La critique des thèmes chers à François Jullien est complétée par deux très percutantes analyses : l’une sur la publication dans la Bibliothèque de la Pléiade d’une œuvre obscure et compliquée datant de l’époque des Han, - Le Huainan Zi - (Le Prince de Huainan), présentée par quelques uns des plus éminents sinologues modernes ; l’autre sur les mémoires savoureuses et nostalgiques de Li Zhi, lettré de la dynastie Ming qui, incapable de s’adapter au système oppressant du mandarinat, finit par se faire moine.

Analysant « Regard ému sur ma vie » du lettré Li Zhi, J.-F. Billeter nous offre un contrepoint saisissant de vérité,de spontanéité et même d’actualité [2], face à la lourde prose apprêtée et opaque de la cour des Han, précisément occupée à construire le mythe du pouvoir impérial à la fois mystérieux, infaillible, sage et incontestable, qui constitue l’un des fondements de l’idée d’une Chine différente dans son essence.

Plus encore, par un ensemble de remarques pertinentes sur la traduction du Huainan Zi ou sur le flou que nos sinologues traducteurs entretiennent à propos du contexte historique du texte des Han et sa nature véritable, J-F.Billeter accuse ces derniers d’entretenir le mythe d’une Chine opaque et même de s’y complaire, ayant peut-être tous, comme Segalen, « la conviction que la Chine était impénétrable et qu’il était souhaitable qu’elle le reste » [3].

Une différence essentielle et irrémédiable ? Ou une expérience humaine ?

Au fond ce que Billeter reproche à F. Jullien et à bon nombre de sinologues modernes, c’est non pas de dire à quel point la Chine est différente, car elle l’est assurément, baignée par 2000 ans de mythe impérial, nimbé de confucianisme, mais de laisser croire qu’il sagit là d’une différence essentielle et irrémédiable, au lieu de tenter de trouver dans l’expérience chinoise le fond commun de l’expérience humaine.

Il est remarquable que le mythe de l’altérité chinoise revienne aujourd’hui en force dans les discours du pouvoir, qui s’efforce de promouvoir le retour des études classiques.

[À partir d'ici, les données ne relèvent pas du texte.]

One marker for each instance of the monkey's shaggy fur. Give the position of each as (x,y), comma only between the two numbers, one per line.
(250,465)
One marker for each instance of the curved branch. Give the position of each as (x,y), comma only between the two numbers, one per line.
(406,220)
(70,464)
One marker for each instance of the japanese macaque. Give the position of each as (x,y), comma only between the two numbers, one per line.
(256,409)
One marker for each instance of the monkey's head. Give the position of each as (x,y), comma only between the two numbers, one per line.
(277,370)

Il s’agit bien sûr de protéger la pérénnité d’un système politique qui éprouve quelques difficultés à s’adapter aux temps nouveaux.

A cet effet on se livre à une manipulation philosophico-historique qui assimile la pensée formatée du système impérial à la pensée traditionnelle chinoise. Pour J.-F. Billeter, ceux des sinologues modernes qui puisent sans relâche dans ce fond historique manipulé pour mettre sans cesse en valeur la spécificité inaliénable de la Chine contribuent à favoriser l’immobilisme politique du pays.

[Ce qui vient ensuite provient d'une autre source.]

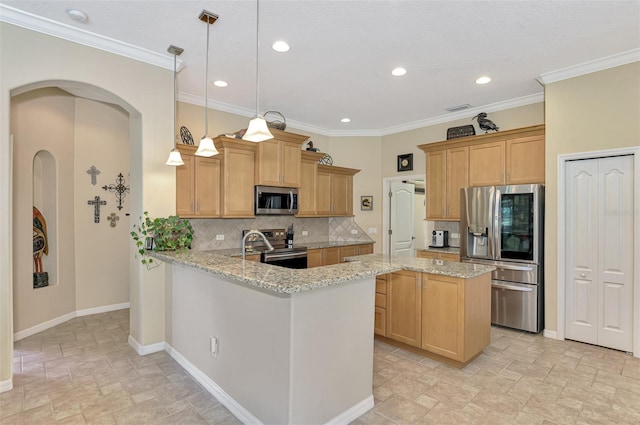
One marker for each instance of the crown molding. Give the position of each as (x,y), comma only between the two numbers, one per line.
(601,64)
(67,32)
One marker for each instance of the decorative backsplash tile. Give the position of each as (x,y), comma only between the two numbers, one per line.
(317,229)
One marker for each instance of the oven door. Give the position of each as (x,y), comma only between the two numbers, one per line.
(291,260)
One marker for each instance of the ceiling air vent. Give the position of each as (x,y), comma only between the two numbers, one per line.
(458,107)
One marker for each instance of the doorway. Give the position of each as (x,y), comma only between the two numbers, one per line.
(598,284)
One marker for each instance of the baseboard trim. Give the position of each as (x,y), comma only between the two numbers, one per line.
(66,317)
(242,414)
(353,413)
(6,385)
(143,350)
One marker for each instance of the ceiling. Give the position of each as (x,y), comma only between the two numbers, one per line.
(342,52)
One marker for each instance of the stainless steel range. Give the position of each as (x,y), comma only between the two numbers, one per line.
(283,254)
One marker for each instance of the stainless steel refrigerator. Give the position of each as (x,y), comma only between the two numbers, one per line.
(503,226)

La démonstration est convaincante, tant il est vrai qu’une bonne partie des textes classiques chinois traitent du gouvernement et du pouvoir. Reconnaissons cependant que la Chine n’est pas la seule à se laisser enfermer dans une logique où la question des fins est occultée et où les manipulations tactiques, intéressées ou passionnées, prennent le pas sur le fond des choses. Pensons simplement aux enchaînements mortifères qui conduisirent aux hécatombes de la première guerre mondiale en Europe, ou aux proliférations nucléaires résultat de calculs à court terme qui font peser sur l’humanité une formidable menace.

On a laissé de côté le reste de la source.